Technical information
- Licensing authority: FCC
- Facility ID: 31153
- Class: C
- Power: 1,000 watts unlimited
- Transmitter coordinates: 36°46′7″N 83°42′59″W﻿ / ﻿36.76861°N 83.71639°W
- Translator: 98.1 W251CV (Pineville)

Links
- Public license information: Public file; LMS;
- Webcast: Listen Live
- Website: jamz981.com

= WQJM (AM) =

WQJM (1230 AM) is a radio station licensed to Pineville, Kentucky, and serving the greater Bell County community. WQJM broadcasts with a full-time signal of 1,000 watts and on translator 98.1 W251CV.

==History==
WQJM signed on on March 15, 1957, as WMLF, with the mission of serving the Pineville community with local news and information. The station changed its call sign to WANO in 1966. On October 16, 2023, WANO changed its call sign to WQJM to launch a brand new format and branding, “JAMZ 98”. The format is a mixture of today's hot hits, R&B, and throwbacks from the '70s, '80s and '90s.

===Ownership===
South Bevins was the original licensee of WANO and owned the station until approximately 1995, when the station was purchased by Warren Pursifull's Cumberland Media Group. Warren had begun working at the then-WANO as a teenager, leaving after his acquisition of Countrywide Broadcasters, Inc's WFXY/Middlesboro in November 1993.

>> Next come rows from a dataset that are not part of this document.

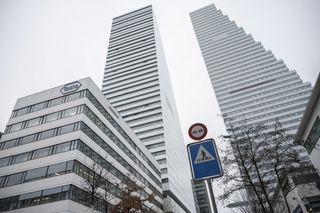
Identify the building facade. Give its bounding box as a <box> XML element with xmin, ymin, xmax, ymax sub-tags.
<box><xmin>295</xmin><ymin>73</ymin><xmax>320</xmax><ymax>175</ymax></box>
<box><xmin>102</xmin><ymin>5</ymin><xmax>195</xmax><ymax>212</ymax></box>
<box><xmin>191</xmin><ymin>180</ymin><xmax>212</xmax><ymax>213</ymax></box>
<box><xmin>190</xmin><ymin>3</ymin><xmax>313</xmax><ymax>211</ymax></box>
<box><xmin>0</xmin><ymin>78</ymin><xmax>162</xmax><ymax>212</ymax></box>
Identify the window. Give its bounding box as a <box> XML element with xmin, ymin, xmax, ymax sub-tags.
<box><xmin>161</xmin><ymin>168</ymin><xmax>167</xmax><ymax>174</ymax></box>
<box><xmin>19</xmin><ymin>191</ymin><xmax>41</xmax><ymax>208</ymax></box>
<box><xmin>34</xmin><ymin>147</ymin><xmax>51</xmax><ymax>159</ymax></box>
<box><xmin>0</xmin><ymin>157</ymin><xmax>10</xmax><ymax>168</ymax></box>
<box><xmin>64</xmin><ymin>107</ymin><xmax>78</xmax><ymax>117</ymax></box>
<box><xmin>26</xmin><ymin>117</ymin><xmax>41</xmax><ymax>128</ymax></box>
<box><xmin>41</xmin><ymin>186</ymin><xmax>62</xmax><ymax>204</ymax></box>
<box><xmin>6</xmin><ymin>173</ymin><xmax>23</xmax><ymax>186</ymax></box>
<box><xmin>157</xmin><ymin>158</ymin><xmax>166</xmax><ymax>165</ymax></box>
<box><xmin>67</xmin><ymin>92</ymin><xmax>81</xmax><ymax>102</ymax></box>
<box><xmin>162</xmin><ymin>178</ymin><xmax>168</xmax><ymax>183</ymax></box>
<box><xmin>3</xmin><ymin>139</ymin><xmax>17</xmax><ymax>149</ymax></box>
<box><xmin>60</xmin><ymin>124</ymin><xmax>75</xmax><ymax>135</ymax></box>
<box><xmin>54</xmin><ymin>142</ymin><xmax>71</xmax><ymax>154</ymax></box>
<box><xmin>13</xmin><ymin>153</ymin><xmax>29</xmax><ymax>164</ymax></box>
<box><xmin>25</xmin><ymin>167</ymin><xmax>47</xmax><ymax>182</ymax></box>
<box><xmin>33</xmin><ymin>102</ymin><xmax>46</xmax><ymax>112</ymax></box>
<box><xmin>10</xmin><ymin>123</ymin><xmax>23</xmax><ymax>132</ymax></box>
<box><xmin>50</xmin><ymin>97</ymin><xmax>63</xmax><ymax>107</ymax></box>
<box><xmin>47</xmin><ymin>162</ymin><xmax>67</xmax><ymax>177</ymax></box>
<box><xmin>40</xmin><ymin>129</ymin><xmax>55</xmax><ymax>140</ymax></box>
<box><xmin>16</xmin><ymin>107</ymin><xmax>28</xmax><ymax>116</ymax></box>
<box><xmin>45</xmin><ymin>112</ymin><xmax>59</xmax><ymax>123</ymax></box>
<box><xmin>20</xmin><ymin>134</ymin><xmax>35</xmax><ymax>145</ymax></box>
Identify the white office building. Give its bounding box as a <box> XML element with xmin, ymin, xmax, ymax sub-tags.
<box><xmin>102</xmin><ymin>5</ymin><xmax>195</xmax><ymax>213</ymax></box>
<box><xmin>190</xmin><ymin>3</ymin><xmax>313</xmax><ymax>210</ymax></box>
<box><xmin>190</xmin><ymin>4</ymin><xmax>312</xmax><ymax>135</ymax></box>
<box><xmin>0</xmin><ymin>77</ymin><xmax>162</xmax><ymax>212</ymax></box>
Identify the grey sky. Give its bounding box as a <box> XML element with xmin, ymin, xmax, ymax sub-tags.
<box><xmin>0</xmin><ymin>0</ymin><xmax>319</xmax><ymax>211</ymax></box>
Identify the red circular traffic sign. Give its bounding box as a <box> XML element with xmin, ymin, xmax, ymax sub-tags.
<box><xmin>188</xmin><ymin>123</ymin><xmax>208</xmax><ymax>141</ymax></box>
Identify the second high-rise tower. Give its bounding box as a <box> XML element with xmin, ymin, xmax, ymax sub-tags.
<box><xmin>102</xmin><ymin>5</ymin><xmax>195</xmax><ymax>213</ymax></box>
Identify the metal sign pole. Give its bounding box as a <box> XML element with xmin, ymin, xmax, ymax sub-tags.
<box><xmin>206</xmin><ymin>179</ymin><xmax>218</xmax><ymax>213</ymax></box>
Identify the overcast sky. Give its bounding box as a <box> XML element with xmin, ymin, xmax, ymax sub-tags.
<box><xmin>0</xmin><ymin>0</ymin><xmax>319</xmax><ymax>211</ymax></box>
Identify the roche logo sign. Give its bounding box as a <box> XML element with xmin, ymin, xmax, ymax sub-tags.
<box><xmin>60</xmin><ymin>81</ymin><xmax>82</xmax><ymax>94</ymax></box>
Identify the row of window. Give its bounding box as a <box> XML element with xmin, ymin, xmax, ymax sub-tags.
<box><xmin>80</xmin><ymin>123</ymin><xmax>162</xmax><ymax>197</ymax></box>
<box><xmin>215</xmin><ymin>61</ymin><xmax>285</xmax><ymax>86</ymax></box>
<box><xmin>104</xmin><ymin>68</ymin><xmax>158</xmax><ymax>92</ymax></box>
<box><xmin>123</xmin><ymin>106</ymin><xmax>161</xmax><ymax>120</ymax></box>
<box><xmin>110</xmin><ymin>22</ymin><xmax>154</xmax><ymax>45</ymax></box>
<box><xmin>105</xmin><ymin>65</ymin><xmax>157</xmax><ymax>90</ymax></box>
<box><xmin>231</xmin><ymin>103</ymin><xmax>307</xmax><ymax>125</ymax></box>
<box><xmin>221</xmin><ymin>82</ymin><xmax>309</xmax><ymax>108</ymax></box>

In late 2005, both WANO and WFXY were acquired by Joshua Wilkey, a North Carolina businessman who moved to Bell County to run the stations. WQJM's studios are co-located with WFXY at 2131 Cumberland Avenue in Middlesboro. WQJM's transmission facilities are located on Four Mile Road just outside the corporate limits of Pineville.

===2007: fire===
Just after celebrating 50 years on the air, arsonists set fire to WANO's broadcasting facilities on the night of March 18, 2007. The result was a complete loss of the station's broadcasting equipment, leaving WANO off the air. Immediately, rebuilding efforts began, as the community rallied around the station. In record time, the station was back on the air, signing back on little more than a month later on April 20. The resulting rebuild made WANO state-of-the-art in every way, for the first time since 1957.

===2009: new owner===
In March 2009 Cumberland Omnimedia LLC. sold WANO to Penelope, Inc. Heading up the media division of the company will be Frank Smith, VP/GM of Penelope, Inc. The FCC granted new ownership rights or assignment to Penelope, Inc. on October 22, 2009.

Former logo

===2023: call sign===
WANO changed to WQJM, switching from a country format to hot AC, R&B, plus throwbacks.

==Programming==
The station broadcasts a rhythmic adult contemporary format, featuring hit music and R&B oldies, as well as local newscasts and obituaries three times per day.